Un Paese in cui il regime fascista, oggi molto riabilitato quando non rimpianto, codificò il matrimonio riparatore – chi violentava una donna e la sposava vedeva estinto il reato, finché in piena età repubblicana una giovane donna di Alcamo, Franca Viola, rifiutò di sposare il suo stupratore dicendo «l’onore lo perde chi fa certe cose, non chi le subisce» – e il delitto d’onore: chi trovava non solo la moglie, ma pure la figlia o la sorella con un altro uomo e la uccideva a volte non finiva neppure in galera. Proprio come il minorenne stupratore di Palermo, già libero. Proprio come Lucio Marzo, l’assassino di Noemi Durini.
Difendere le donne ovviamente non è una «cosa di sinistra», definibile ideologicamente. Anzi, toccherebbe a un governo di destra, oltretutto guidato da una donna, rendere più dure e soprattutto più inflessibili le pene per stupratori e assassini: certezza della pena, che in uno Stato democratico non è solo punizione ma pure rieducazione. Anche al rispetto delle donne. Perché accanto alle cose antiche in Italia accadono cose nuove. I social a volte diventano istigazioni a delinquere. Le immagini della violenza sono considerate un trofeo. E le vittime delle vendette o delle vanterie digitali sono quasi sempre le donne.

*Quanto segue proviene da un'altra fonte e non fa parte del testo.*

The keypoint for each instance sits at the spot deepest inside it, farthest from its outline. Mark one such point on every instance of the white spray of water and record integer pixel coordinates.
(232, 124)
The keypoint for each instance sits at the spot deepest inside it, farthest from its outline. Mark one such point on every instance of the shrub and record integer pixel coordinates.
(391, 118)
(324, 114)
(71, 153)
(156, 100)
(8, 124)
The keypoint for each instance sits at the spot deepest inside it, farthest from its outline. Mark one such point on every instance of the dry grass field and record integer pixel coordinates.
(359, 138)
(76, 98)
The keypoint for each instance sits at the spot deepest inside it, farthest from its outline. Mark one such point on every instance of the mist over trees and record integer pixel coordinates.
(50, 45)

Ma non è tutto qui. Il branco di Palermo è facile da condannare. Ci sono altri casi più difficili da giudicare. Non sono aggressioni fisiche, ma altre forme di violenza. Da sempre nella seduzione può esistere una componente di forza: una volontà che si impone su un’altra. Ma il confine tra seduzione e violenza si è fatto sempre più labile, per molti motivi: nuovi stili di vita, assunzione di alcol e di droghe, educazione sentimentale affidata ai siti pornografici, un’idea del sesso meccanica, slegata non soltanto dalla sfera sentimentale ma anche da quella emotiva.
Questo non significa che il legislatore e il giudice debbano essere meno severi. Significa il contrario: occorre distinguere in modo più netto possibile tra seduzione e violenza. Se la donna è sotto l’effetto di alcol o droghe, se ci può essere anche il minimo dubbio sul suo consenso, occorre fermarsi. E chi non sa fermarsi va condannato.

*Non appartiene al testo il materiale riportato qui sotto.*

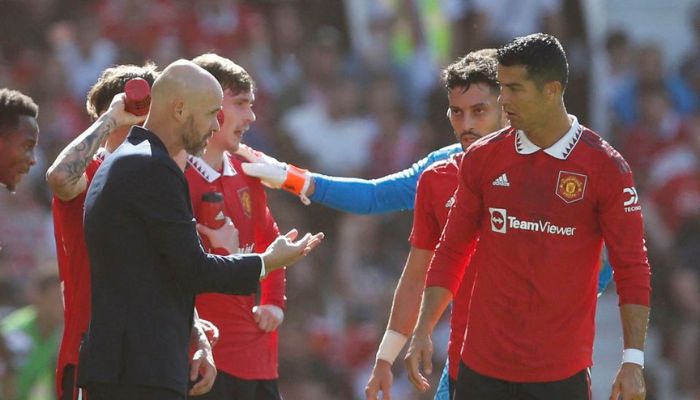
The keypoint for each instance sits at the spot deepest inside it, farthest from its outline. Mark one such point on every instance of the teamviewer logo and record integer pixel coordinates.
(498, 219)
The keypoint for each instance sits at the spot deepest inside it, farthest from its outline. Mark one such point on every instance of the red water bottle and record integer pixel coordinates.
(138, 96)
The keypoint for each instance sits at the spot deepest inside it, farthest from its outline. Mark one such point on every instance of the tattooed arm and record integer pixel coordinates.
(66, 176)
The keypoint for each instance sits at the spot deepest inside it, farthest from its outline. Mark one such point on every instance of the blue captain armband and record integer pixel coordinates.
(395, 192)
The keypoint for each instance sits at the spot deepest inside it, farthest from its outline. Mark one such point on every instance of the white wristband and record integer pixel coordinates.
(391, 346)
(633, 356)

Si è fatta molta ironia sulla legge spagnola definita con la formula «solo sì è sì». In effetti era un legge tecnicamente mal scritta: equiparando l’abuso – ad esempio un ricatto sul lavoro – all’aggressione, ha finito per alleggerire le pene degli stupratori. Ma il principio era e resta giusto: il consenso deve essere chiaro. Non necessariamente esplicitato con le parole, ma comunque senza possibilità di fraintendimenti. Nel dubbio occorre fermarsi. Se poi la donna non ha il pieno controllo di sé, questo è un ulteriore motivo per rispettarla, non per approfittarsi di lei.
Si comincia dalle piccole cose, per arrivare alle grandi. I ragazzi di Palermo si sono comportati in modo dichiaratamente animalesco; ma non erano incapaci di intendere e di volere. Definirli mostri aiuta ad assolvere noi stessi, non a capire loro, a impedire che ad altre ragazze sia inflitto quello che ha subìto la ragazza di Palermo, a evitare che altri giovani commettano crimini del genere. «Homo sum; nihil humani a me alienum puto». Siamo esseri umani; tutto quello che è umano ci riguarda, e ci chiama in causa. La molestia di oggi può diventare domani una violenza o un delitto. E quando una donna subisce qualsiasi forma di ingiustizia, nessuno di noi può chiamarsi fuori e dire: io non c’entro.